Ein Teil des Sortiments hat seit geraumer Zeit eine Sicht auf die Dinge, als wäre die MVB im Börsenvereinsgefüge ein Ärgernis, von dem der Verband sich besser heute als morgen trennte. Aber nicht jede Wut befreit: Ohne die MVB und ihre wichtigsten Produkte, die den Verein mit Geld versorgen, würde im Verband eine schmerzliche Finanzierungslücke klaffen. Viele Leistungen für die Mitglieder könnten nicht mehr oder nur gegen unsympathisch höhere­ Gebühren erbracht werden.

Aus der Beschwerde, der Buchhandel werde von der MVB dazu missbraucht, mit Beitragsgeldern seine eigene Konkurrenz aufzu­bauen, wird eher umgekehrt ein Schuh: Die MVB erwirtschaftet ohne­ einen Beitrags-Cent des Sortiments mit libreka!
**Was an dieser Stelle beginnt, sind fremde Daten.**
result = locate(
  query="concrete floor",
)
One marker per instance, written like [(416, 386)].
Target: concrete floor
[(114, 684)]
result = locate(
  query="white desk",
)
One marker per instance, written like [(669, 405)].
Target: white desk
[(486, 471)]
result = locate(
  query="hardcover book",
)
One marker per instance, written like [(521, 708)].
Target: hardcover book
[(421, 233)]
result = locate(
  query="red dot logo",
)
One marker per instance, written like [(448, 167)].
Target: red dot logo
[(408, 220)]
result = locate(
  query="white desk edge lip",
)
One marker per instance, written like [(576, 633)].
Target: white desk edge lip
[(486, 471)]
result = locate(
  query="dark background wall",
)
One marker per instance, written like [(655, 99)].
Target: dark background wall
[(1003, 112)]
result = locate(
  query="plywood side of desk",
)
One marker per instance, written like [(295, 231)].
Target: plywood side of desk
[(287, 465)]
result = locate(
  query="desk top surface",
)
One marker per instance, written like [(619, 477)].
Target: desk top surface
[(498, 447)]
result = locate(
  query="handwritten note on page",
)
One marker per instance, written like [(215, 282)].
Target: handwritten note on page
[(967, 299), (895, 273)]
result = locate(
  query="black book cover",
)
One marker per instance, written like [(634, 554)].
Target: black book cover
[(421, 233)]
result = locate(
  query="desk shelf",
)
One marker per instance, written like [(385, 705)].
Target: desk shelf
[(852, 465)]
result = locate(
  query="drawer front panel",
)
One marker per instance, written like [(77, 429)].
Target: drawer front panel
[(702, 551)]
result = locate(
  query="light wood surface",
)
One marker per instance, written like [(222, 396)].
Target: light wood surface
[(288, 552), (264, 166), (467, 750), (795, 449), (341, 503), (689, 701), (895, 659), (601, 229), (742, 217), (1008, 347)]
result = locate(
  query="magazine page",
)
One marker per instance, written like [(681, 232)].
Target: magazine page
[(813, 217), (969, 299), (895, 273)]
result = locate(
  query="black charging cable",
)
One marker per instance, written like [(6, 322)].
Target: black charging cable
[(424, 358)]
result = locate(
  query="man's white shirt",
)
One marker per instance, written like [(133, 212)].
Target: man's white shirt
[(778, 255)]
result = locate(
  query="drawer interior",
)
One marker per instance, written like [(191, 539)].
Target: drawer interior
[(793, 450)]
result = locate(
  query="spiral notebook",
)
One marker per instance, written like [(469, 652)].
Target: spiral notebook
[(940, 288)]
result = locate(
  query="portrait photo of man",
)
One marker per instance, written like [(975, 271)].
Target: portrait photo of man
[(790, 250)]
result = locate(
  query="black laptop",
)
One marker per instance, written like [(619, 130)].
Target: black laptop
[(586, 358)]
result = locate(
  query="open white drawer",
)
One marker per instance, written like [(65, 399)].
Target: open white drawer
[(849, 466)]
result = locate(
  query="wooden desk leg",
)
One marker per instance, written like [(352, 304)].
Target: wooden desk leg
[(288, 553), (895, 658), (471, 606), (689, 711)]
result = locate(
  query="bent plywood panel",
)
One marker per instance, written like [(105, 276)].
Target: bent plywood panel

Geld, das dem Verband in seiner Arbeit zugutekommt.
Verleger und Buchhändler werden also gemeinsam mit dem Verband in der nächsten Zeit ausloten müssen, ob der behauptete Vorteil einer gewissermaßen promisken Branchenplattform größer ist als deren behaupteter Nachteil – aber bitte ohne schon vorher wissen zu wollen, wie das Ergebnis lautet! Die Grundregel für ein Wirtschaftsunternehmen im Öko­system eines Interessenverbandes bleibt natürlich in Kraft: Auch die MVB muss am Ende die artikulierten Interessen der Verbandsmitglieder vertreten.

Die nun folgenden Gespräche könnten allerdings sichtbar werden lassen, dass es im Geschäft mit E-Books keine Branchensolidarität gibt. Stattdessen werden nüchterne Kosten-Nutzen-Analysen bilateraler Handelspartnerschaften vorgenommen. Auch der Umgang der Verlage mit der MVB folgt diesem Maßstab. Bewertet wird allein, ob die MVB mit ihren Produkten Reichweite schafft. Das gilt für libreka! wie für das VLB, das Buchjournal und das Börsenblatt. Herkunft spielt keine Rolle, nur Vertriebskraft. Man kann sich entscheiden, an einem Spiel ohne Solidaritätspflichten nicht teilnehmen zu wollen. Gespielt würde es dann von anderen.